Y en el centro, el amor arrebatado de Thullyn, virtuosa violista nórdica que «vivía la música como aquel mismo mar centelleante que avanzaba y se retiraba ante nuestros ojos», alumna de Monsieur Sainte-Colombe -recuerden Todas las mañanas del mundo-, y Hatten, cotizado copista ajeno a las mieles de la fama, de carácter difícil («se le trataba como a las brasas de las chimeneas») y con el don de hacer traer con su laúd «ese misterioso andante en que radica el canto secreto de toda obra musical». A pesar de todo, se separan, y exploramos el secreto de esa relación desde la distancia: «Hubieran debido vivir juntos siempre, pero prefirieron amarse que entenderse».
Quignard pone de nuevo la poesía al servicio de la erudición.
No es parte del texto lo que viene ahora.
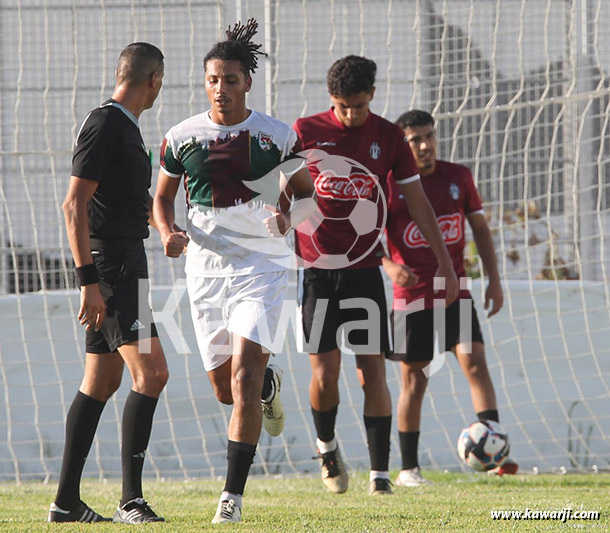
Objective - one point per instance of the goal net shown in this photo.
(521, 96)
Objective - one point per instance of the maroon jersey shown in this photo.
(453, 196)
(377, 149)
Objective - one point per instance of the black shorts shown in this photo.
(123, 273)
(370, 336)
(419, 337)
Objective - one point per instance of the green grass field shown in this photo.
(456, 502)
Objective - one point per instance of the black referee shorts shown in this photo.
(418, 338)
(123, 273)
(365, 288)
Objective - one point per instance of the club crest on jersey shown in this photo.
(375, 151)
(265, 140)
(454, 191)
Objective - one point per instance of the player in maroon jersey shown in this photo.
(349, 129)
(452, 193)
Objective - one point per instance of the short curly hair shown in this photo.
(351, 75)
(414, 119)
(238, 47)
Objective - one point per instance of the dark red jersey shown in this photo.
(373, 151)
(452, 193)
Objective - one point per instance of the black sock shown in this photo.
(325, 423)
(81, 423)
(378, 430)
(490, 414)
(239, 458)
(267, 384)
(409, 441)
(137, 426)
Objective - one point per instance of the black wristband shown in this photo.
(87, 274)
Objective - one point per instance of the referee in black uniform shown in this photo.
(107, 214)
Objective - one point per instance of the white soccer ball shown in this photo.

Construye un tempo propio al que el lector debe acomodarse, como al vaivén de las mareas. El amor el mar es un peldaño más, ascendente, en su estética del fragmento y el arte transgénero. Su prosa aspira a ser pintura, música, aforismo, ensayo, a la manera de Stendhal, Bataille o Rousseau, que «mezclan pensamiento, vida, ficción y saber como si se tratara de un mismo cuerpo» (escribe en Vie secrète).
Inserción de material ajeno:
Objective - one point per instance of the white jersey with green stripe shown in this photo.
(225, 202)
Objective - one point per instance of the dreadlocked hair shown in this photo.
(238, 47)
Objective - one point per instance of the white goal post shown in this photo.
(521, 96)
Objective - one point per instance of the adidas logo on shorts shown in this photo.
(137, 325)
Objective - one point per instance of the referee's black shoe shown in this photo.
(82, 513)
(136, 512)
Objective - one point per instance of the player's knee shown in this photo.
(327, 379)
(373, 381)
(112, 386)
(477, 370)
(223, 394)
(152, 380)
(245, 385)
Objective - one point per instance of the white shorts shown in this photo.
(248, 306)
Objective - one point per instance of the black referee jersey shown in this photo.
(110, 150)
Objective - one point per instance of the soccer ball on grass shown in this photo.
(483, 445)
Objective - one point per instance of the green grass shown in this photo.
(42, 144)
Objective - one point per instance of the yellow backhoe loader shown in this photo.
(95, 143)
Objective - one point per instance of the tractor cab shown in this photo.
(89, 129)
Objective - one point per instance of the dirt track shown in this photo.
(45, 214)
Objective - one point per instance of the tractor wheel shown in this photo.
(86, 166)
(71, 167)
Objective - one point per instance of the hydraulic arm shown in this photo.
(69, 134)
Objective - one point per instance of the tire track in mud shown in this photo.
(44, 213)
Todo ello bajo la luz ascética de Oriente. Cada época porta su propio ocaso, su decadencia. Aquí, instrumentos moribundos del Barroco, como la viola, emiten sus últimas notas, para dejar paso a las sonoridades del piano y el Romanticismo. Hay un hilo invisible de continuidad en el tiempo, mágico y misterioso, del que esta novela tira. Es lo que siente Thullyn, de vuelta al paisaje marino de su infancia, acerca de nuestro ser fragmentario: «…en las últimas edades, la vida que se ha vivido se descubre como unos detritos en la playa cuando el océano se retira. Se camina entre tesoros desparejos, pero donde todo brilla. Cuanto más grande es la marea, más cerca está la muerte, más sublime es la marisma».